- Born: Efraim Wizen October 29, 1956 (age 68)
- Occupation(s): computer animator and visual effects specialist

= Effi Wizen =

Israeli animator

Efraim "Effi" Wizen (אפרים "אפי" ויזן; born October 29, 1956, in Israel) is an Israeli computer animator and visual effects specialist.

== Biography ==
Wizen graduated from ORT Israel, having studied architecture. He also earned a B.Sc. in architecture and city planning from the Technion – Israel Institute of Technology. He is one of the first specialists in computer animation and visual effects, founding the first 3D animation company in Israel, “Dad_Pro”, in 1984.
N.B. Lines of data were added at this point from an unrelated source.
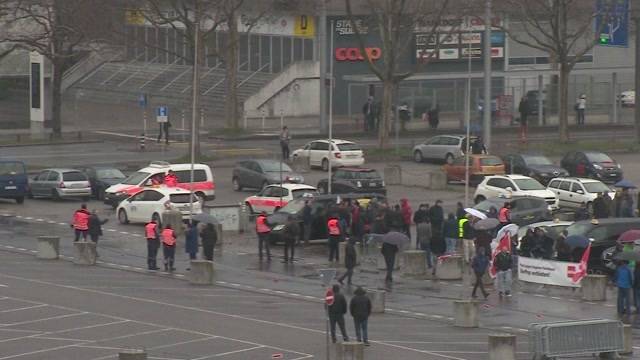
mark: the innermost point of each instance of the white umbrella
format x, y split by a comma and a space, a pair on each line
477, 213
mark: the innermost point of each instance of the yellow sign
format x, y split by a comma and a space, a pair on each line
304, 26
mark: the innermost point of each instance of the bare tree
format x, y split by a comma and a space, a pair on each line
57, 29
564, 29
395, 22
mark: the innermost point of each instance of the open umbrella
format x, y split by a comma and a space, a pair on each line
486, 224
629, 236
625, 184
576, 241
477, 213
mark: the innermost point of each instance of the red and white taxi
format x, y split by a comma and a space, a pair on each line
277, 196
203, 184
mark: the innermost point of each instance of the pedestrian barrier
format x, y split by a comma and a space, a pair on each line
502, 347
579, 337
594, 288
48, 247
201, 272
350, 350
84, 253
465, 313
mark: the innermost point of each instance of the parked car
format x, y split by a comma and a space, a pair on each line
592, 164
203, 184
536, 166
518, 185
578, 192
257, 174
479, 167
14, 182
343, 153
353, 180
525, 210
441, 148
60, 184
150, 203
273, 197
603, 234
101, 178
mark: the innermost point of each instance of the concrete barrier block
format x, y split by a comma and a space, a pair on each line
594, 288
502, 347
415, 262
48, 247
84, 253
377, 298
465, 313
450, 268
350, 350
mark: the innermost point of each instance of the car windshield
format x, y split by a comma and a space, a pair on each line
598, 157
537, 160
136, 178
595, 187
109, 174
274, 166
74, 176
529, 184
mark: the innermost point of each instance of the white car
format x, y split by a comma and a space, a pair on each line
150, 203
575, 192
277, 196
343, 153
514, 185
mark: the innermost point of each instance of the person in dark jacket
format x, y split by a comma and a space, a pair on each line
360, 309
479, 264
350, 261
336, 314
208, 237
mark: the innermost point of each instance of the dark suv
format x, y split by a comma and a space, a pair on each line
353, 180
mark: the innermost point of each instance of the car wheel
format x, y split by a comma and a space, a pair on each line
236, 184
122, 217
417, 156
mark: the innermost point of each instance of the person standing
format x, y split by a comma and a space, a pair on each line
479, 264
263, 231
285, 137
360, 309
169, 248
209, 238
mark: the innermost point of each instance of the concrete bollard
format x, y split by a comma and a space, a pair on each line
450, 268
415, 262
377, 298
201, 272
350, 350
502, 347
132, 355
84, 253
465, 313
594, 288
48, 247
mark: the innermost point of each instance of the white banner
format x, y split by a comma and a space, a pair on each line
547, 272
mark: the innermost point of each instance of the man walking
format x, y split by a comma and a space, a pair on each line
360, 309
336, 314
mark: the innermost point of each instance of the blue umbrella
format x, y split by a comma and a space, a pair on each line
625, 184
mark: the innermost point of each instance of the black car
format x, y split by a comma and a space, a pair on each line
536, 166
353, 180
603, 234
525, 210
320, 207
592, 164
101, 177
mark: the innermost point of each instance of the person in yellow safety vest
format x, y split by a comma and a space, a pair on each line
263, 230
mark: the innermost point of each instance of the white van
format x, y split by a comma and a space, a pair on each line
203, 184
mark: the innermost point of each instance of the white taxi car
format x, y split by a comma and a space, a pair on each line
150, 203
277, 196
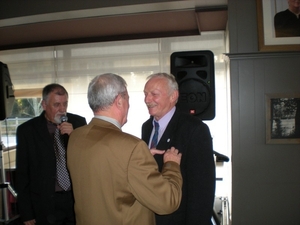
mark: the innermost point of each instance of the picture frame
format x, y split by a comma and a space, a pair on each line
267, 40
283, 118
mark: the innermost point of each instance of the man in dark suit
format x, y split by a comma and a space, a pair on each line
41, 200
192, 138
117, 182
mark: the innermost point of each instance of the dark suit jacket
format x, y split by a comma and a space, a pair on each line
36, 167
118, 181
192, 138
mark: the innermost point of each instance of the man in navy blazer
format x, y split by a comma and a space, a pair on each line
192, 138
40, 199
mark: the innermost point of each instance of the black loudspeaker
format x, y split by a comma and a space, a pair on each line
7, 97
194, 72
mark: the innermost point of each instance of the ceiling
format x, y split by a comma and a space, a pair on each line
44, 26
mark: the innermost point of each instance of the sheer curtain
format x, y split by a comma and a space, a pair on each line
74, 66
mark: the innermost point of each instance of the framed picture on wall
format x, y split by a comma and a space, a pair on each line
283, 118
277, 29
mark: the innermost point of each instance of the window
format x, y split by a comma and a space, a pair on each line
74, 66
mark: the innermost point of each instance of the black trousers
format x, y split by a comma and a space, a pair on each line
64, 209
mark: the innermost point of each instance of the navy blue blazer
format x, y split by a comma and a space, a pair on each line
192, 138
36, 166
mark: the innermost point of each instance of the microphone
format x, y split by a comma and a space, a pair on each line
63, 118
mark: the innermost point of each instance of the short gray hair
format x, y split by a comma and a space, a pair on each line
103, 90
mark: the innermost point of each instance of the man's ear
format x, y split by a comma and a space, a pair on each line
44, 104
118, 100
174, 96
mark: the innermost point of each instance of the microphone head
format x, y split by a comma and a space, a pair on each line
63, 118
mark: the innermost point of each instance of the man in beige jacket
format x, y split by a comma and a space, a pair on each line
114, 176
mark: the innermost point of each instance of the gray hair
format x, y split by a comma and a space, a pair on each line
172, 84
104, 89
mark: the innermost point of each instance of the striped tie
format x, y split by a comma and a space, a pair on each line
63, 178
155, 136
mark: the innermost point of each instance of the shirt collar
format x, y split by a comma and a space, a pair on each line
110, 120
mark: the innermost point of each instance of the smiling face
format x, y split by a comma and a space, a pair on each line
55, 106
159, 98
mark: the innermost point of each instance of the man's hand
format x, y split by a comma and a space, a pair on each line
155, 151
172, 155
65, 128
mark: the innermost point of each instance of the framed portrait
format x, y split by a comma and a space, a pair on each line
270, 36
283, 118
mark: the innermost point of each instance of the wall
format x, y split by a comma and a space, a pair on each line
266, 184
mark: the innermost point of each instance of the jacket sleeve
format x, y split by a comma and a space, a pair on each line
160, 192
22, 177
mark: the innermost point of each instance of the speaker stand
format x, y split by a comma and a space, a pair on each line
6, 188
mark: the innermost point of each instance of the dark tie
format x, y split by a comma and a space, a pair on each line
63, 178
155, 136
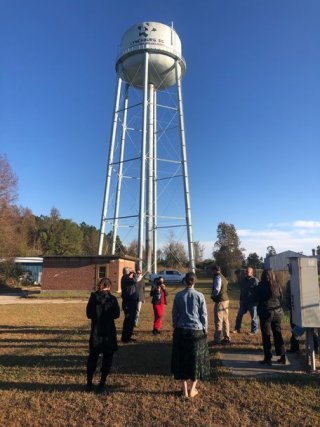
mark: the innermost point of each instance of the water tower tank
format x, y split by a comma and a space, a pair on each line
164, 48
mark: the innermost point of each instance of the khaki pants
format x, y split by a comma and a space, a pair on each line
221, 321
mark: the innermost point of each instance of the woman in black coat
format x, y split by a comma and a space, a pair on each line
269, 298
102, 309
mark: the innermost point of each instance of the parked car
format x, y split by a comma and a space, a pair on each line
170, 276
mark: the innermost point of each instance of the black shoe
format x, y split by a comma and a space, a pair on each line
89, 388
293, 350
265, 362
101, 388
282, 360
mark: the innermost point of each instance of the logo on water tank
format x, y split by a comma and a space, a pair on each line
146, 29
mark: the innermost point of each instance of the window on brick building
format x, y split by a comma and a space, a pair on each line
102, 272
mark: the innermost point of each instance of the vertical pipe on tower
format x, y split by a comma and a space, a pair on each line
109, 170
149, 216
143, 160
185, 170
155, 194
120, 170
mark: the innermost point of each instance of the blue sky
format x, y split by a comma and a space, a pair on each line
251, 100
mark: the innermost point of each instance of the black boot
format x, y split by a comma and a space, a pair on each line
282, 360
102, 383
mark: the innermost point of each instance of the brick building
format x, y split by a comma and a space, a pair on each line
83, 272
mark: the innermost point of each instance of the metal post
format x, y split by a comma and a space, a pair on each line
149, 216
310, 353
119, 182
185, 171
110, 160
155, 187
143, 159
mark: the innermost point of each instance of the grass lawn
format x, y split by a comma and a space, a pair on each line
42, 376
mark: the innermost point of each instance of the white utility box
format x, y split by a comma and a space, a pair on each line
305, 295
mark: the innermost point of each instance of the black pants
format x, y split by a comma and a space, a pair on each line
130, 310
92, 365
271, 322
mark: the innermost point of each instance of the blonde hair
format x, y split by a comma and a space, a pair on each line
104, 283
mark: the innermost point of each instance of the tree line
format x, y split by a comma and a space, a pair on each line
24, 234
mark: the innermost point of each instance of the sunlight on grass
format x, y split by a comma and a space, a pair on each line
42, 369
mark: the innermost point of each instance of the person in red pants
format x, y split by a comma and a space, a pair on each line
159, 300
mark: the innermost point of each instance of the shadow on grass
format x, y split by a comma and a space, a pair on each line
9, 329
38, 361
146, 358
24, 386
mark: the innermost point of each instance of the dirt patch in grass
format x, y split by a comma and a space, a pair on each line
42, 375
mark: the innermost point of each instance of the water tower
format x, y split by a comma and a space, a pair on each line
147, 143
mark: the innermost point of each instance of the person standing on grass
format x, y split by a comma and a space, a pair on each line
102, 309
159, 300
219, 295
140, 290
190, 354
129, 295
269, 297
247, 301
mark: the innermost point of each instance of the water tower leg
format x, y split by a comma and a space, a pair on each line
109, 169
120, 170
149, 216
155, 187
185, 171
143, 161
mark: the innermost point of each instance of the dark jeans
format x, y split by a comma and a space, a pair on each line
271, 322
92, 365
130, 310
244, 307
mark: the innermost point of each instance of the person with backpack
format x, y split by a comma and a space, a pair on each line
219, 295
102, 309
130, 298
159, 300
269, 298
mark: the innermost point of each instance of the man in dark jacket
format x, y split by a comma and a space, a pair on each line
247, 301
130, 298
220, 297
102, 309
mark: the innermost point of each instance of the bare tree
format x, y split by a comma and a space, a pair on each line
8, 182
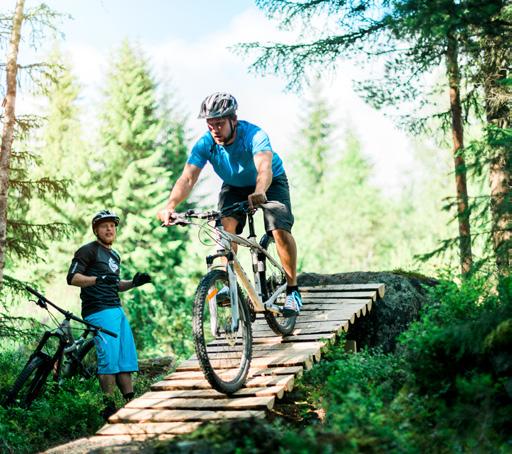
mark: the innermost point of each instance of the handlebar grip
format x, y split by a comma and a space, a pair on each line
35, 293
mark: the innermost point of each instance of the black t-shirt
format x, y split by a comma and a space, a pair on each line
93, 259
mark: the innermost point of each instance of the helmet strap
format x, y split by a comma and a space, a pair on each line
232, 131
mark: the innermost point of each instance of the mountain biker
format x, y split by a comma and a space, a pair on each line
95, 268
241, 154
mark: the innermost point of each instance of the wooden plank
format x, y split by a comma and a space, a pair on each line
260, 380
283, 359
310, 321
312, 328
144, 428
333, 304
264, 350
253, 371
330, 295
341, 313
273, 338
229, 403
278, 391
379, 287
158, 415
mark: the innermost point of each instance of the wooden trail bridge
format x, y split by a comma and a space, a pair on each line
184, 399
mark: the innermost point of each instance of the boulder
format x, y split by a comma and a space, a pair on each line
404, 297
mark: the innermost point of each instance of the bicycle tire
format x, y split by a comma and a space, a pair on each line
272, 279
30, 382
225, 357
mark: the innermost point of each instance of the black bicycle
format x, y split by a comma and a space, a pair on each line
71, 357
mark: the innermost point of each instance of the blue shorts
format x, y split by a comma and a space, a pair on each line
115, 354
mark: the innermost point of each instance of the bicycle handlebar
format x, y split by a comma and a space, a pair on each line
184, 218
42, 299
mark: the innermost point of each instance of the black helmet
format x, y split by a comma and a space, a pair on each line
218, 105
104, 215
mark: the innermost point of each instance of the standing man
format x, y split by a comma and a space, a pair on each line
241, 154
95, 269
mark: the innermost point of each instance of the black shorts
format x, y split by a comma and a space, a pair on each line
280, 217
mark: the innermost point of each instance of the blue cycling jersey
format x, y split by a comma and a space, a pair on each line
234, 163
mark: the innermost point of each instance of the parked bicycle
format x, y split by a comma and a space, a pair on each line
69, 358
222, 313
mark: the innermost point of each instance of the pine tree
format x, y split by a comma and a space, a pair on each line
143, 155
409, 39
340, 218
23, 239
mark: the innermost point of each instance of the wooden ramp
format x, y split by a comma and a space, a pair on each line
184, 399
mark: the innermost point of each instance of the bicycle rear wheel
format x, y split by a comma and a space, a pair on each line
224, 356
83, 362
273, 278
30, 382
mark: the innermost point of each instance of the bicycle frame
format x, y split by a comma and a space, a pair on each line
235, 270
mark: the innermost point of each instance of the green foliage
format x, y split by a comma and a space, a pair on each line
338, 209
62, 413
144, 151
448, 388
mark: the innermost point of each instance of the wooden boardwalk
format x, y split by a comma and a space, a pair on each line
184, 399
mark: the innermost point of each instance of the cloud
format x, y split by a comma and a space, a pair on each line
197, 68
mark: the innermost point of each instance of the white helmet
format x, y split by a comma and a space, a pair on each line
218, 105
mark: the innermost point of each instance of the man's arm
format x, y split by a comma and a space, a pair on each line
180, 191
263, 163
82, 281
125, 285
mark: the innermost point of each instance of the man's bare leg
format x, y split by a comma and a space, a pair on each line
287, 251
124, 383
107, 383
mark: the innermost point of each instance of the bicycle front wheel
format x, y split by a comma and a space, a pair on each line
30, 382
224, 353
272, 280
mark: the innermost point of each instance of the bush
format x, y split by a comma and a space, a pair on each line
62, 413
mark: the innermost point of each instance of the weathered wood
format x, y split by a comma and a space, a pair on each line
273, 338
144, 428
380, 288
253, 371
266, 350
278, 391
330, 295
156, 366
258, 381
160, 415
179, 403
284, 359
308, 328
306, 322
332, 305
229, 403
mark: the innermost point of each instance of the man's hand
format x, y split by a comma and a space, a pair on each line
140, 279
257, 198
107, 279
165, 215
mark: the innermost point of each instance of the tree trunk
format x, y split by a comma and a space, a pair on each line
466, 257
8, 128
497, 61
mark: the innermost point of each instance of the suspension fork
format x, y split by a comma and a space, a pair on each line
233, 290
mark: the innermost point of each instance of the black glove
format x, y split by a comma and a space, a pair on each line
140, 279
107, 279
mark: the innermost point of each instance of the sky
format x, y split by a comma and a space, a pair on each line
188, 45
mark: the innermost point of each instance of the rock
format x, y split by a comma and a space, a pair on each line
404, 297
153, 367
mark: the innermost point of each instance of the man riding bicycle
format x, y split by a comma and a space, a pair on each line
241, 154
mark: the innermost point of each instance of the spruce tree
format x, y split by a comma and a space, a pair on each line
143, 153
409, 39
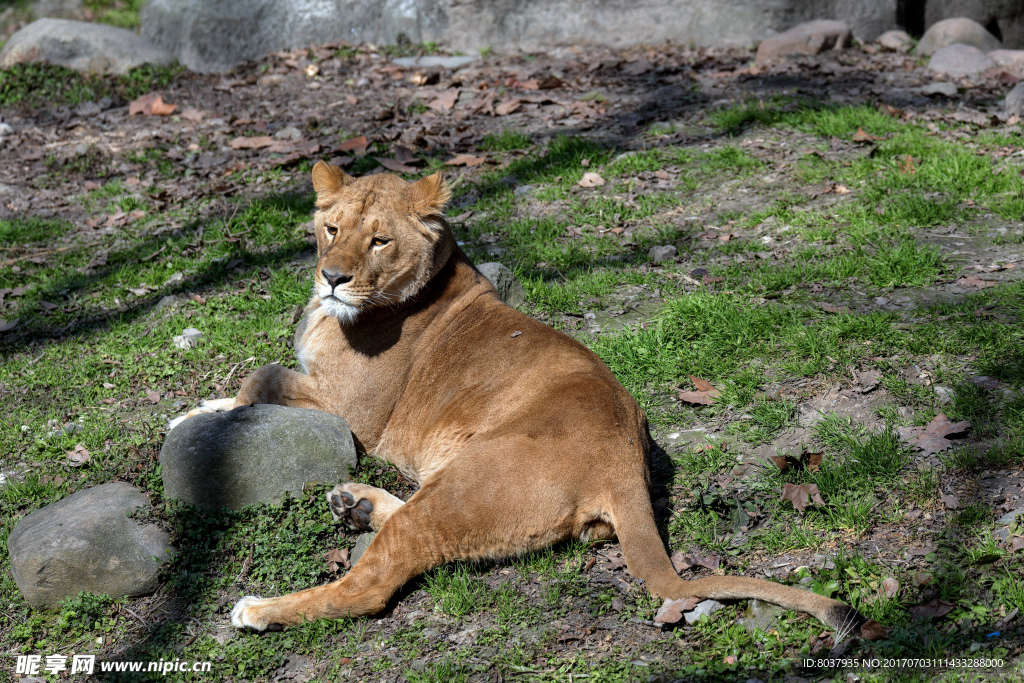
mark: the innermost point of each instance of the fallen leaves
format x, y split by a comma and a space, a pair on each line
78, 457
807, 460
683, 562
151, 104
705, 395
672, 610
932, 438
802, 495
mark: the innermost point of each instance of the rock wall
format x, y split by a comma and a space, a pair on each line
212, 35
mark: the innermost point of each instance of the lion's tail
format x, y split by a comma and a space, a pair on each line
645, 556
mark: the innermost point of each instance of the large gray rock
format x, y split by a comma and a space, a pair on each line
1003, 18
86, 542
83, 46
960, 59
254, 454
509, 289
807, 38
958, 30
213, 35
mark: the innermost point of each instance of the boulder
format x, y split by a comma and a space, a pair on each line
960, 30
254, 454
960, 59
509, 289
807, 38
895, 41
1014, 103
214, 35
1003, 18
86, 542
1011, 60
82, 46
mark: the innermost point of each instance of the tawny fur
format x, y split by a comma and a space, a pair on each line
518, 435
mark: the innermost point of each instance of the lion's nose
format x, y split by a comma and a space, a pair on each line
334, 279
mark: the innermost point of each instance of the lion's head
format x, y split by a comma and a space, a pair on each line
379, 239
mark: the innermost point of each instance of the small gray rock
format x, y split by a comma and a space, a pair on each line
509, 289
86, 542
806, 38
761, 615
895, 41
288, 133
939, 88
254, 454
82, 46
704, 608
960, 59
361, 544
663, 253
427, 61
957, 30
189, 337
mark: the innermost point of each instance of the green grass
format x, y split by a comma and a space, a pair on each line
48, 85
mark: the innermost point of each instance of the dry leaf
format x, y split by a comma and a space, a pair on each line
151, 104
79, 456
802, 495
356, 145
256, 142
469, 161
672, 610
591, 180
445, 100
934, 609
932, 438
392, 165
336, 557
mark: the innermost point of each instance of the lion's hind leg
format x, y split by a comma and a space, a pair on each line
364, 508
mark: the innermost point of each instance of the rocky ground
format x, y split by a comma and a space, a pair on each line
844, 273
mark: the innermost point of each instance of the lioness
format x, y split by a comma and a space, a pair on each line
518, 435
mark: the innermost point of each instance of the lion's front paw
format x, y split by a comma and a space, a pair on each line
248, 614
215, 406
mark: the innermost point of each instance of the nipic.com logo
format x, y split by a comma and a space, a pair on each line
34, 665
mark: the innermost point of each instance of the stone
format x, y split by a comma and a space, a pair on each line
1012, 61
1003, 18
895, 41
704, 608
952, 31
807, 38
662, 253
939, 88
361, 543
214, 35
82, 46
761, 615
86, 542
254, 454
509, 289
428, 61
189, 337
960, 59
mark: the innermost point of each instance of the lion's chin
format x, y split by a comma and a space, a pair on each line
343, 311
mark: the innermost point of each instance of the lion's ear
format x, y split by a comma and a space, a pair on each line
329, 178
429, 195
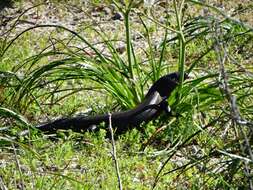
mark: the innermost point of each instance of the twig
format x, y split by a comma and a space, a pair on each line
235, 115
114, 156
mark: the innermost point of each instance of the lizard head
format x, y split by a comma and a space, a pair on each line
166, 84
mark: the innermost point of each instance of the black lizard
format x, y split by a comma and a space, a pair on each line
152, 106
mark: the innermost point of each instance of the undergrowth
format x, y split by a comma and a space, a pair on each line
105, 67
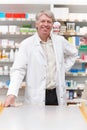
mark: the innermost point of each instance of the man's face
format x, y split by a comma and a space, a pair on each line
44, 25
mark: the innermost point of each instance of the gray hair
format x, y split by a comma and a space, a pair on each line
46, 12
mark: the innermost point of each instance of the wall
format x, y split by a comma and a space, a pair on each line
45, 2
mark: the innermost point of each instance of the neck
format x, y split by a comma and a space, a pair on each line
44, 38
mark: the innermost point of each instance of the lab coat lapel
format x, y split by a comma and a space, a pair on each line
39, 47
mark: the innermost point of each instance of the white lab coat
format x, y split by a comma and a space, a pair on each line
31, 61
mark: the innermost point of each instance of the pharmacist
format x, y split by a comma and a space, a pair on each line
43, 58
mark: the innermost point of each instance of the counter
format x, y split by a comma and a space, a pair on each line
28, 117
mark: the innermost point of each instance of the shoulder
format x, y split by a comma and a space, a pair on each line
59, 37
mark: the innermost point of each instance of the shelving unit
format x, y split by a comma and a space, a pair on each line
74, 28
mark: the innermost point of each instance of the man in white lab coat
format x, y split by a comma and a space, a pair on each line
43, 58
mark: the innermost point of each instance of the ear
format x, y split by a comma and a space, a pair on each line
36, 24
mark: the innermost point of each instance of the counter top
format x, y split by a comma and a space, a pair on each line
28, 117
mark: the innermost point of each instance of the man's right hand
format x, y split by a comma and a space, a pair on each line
9, 101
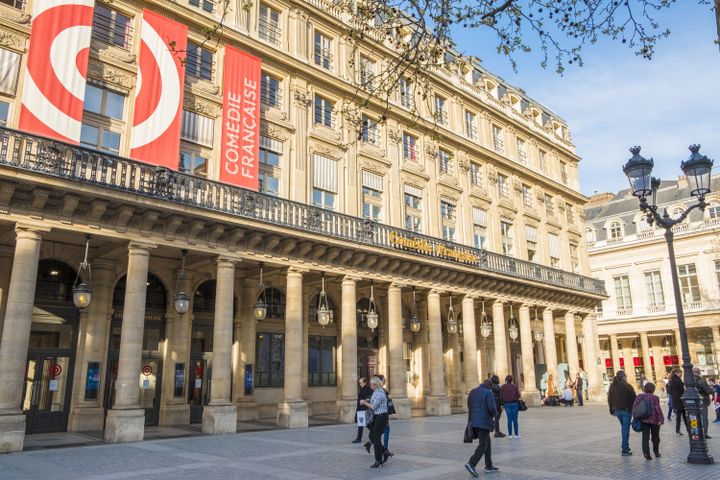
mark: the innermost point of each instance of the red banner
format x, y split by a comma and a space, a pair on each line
241, 120
155, 135
56, 72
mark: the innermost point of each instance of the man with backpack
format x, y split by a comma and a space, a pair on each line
621, 396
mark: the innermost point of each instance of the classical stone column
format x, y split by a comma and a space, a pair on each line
245, 335
595, 383
472, 379
398, 383
550, 346
88, 414
125, 422
16, 336
500, 341
220, 415
530, 392
293, 411
647, 363
347, 403
571, 345
437, 402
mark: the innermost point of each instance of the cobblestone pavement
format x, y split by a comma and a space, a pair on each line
569, 443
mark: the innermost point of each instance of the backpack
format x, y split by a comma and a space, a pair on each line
642, 410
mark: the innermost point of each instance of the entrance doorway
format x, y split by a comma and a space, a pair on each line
51, 350
150, 374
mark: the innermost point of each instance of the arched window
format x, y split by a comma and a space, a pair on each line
275, 301
615, 230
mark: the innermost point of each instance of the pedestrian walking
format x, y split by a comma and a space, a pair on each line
364, 393
510, 399
621, 396
482, 411
378, 404
706, 393
579, 388
498, 404
651, 424
676, 389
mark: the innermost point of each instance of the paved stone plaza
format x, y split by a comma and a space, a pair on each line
568, 443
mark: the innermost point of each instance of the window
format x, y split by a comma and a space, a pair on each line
413, 208
199, 62
324, 182
367, 72
479, 227
470, 126
323, 112
549, 205
372, 196
497, 139
622, 295
440, 111
503, 186
321, 361
531, 240
111, 27
475, 174
653, 284
574, 259
369, 132
323, 51
522, 151
269, 360
543, 161
688, 283
270, 154
269, 25
410, 147
507, 237
448, 218
445, 161
406, 93
270, 91
554, 248
527, 196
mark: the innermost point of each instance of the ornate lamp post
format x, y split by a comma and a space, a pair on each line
697, 169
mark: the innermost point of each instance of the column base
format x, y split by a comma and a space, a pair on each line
247, 410
436, 406
122, 426
175, 415
292, 415
531, 397
86, 419
12, 432
219, 419
346, 411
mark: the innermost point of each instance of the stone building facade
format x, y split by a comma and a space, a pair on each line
486, 216
637, 323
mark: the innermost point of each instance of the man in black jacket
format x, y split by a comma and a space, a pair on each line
621, 396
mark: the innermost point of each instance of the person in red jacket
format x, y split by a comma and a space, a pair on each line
651, 425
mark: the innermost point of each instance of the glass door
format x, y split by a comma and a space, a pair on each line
46, 401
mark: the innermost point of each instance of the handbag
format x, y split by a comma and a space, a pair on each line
469, 435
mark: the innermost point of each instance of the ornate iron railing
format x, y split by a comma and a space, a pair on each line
91, 167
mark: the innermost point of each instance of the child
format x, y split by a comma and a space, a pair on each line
651, 425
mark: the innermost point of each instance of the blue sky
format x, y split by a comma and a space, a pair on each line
618, 99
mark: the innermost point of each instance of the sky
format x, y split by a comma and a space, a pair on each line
617, 99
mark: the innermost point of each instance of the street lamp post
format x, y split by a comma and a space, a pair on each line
697, 169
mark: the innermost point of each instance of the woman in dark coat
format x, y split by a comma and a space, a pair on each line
364, 393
In 1987, Wizen created one of the first film digital compositing systems, called Toccata. Wizen used the system in one of the first digitally composed movie Taxandria in 1989 and Neverending Story III in 1994. He worked on both films as Digital Effects Supervisor. Also in 1994 he founded the post production house "Gravity VFX and Design", serving six years as the co-CEO. He then opened Gravity VFX in Canada, aligning with "RhinoFX", and now known as "Gravity". In 1998, Wizen created the consortium that was composed of Digital Domain, Kushner-Locke Company, Capitol Films of the United Kingdom, Israeli Financial Banking firm DLIN Ltd., and Israeli post-production facility Gravity VFX and Design (a VFX boutique with offices in Canada and Israel, of which he is CEO and creative director).

In 1997, he handled digital effects for The Dybbuk of the Holy Apple Field. In 2000/2001, he shared the Royal Television Society Craft and Design Award for Visual Effects – Digital nomination for Planet Storm.

In 2010, he was the head of visual effects for São Paulo-based Estudios Quanta, a major regional film industry company. In 2011, he combined with Brazilian producer Roberto d’Avilla and entrepreneur Perival Palesela to acquire Imarion, a Toronto visual effects and animation post-production company.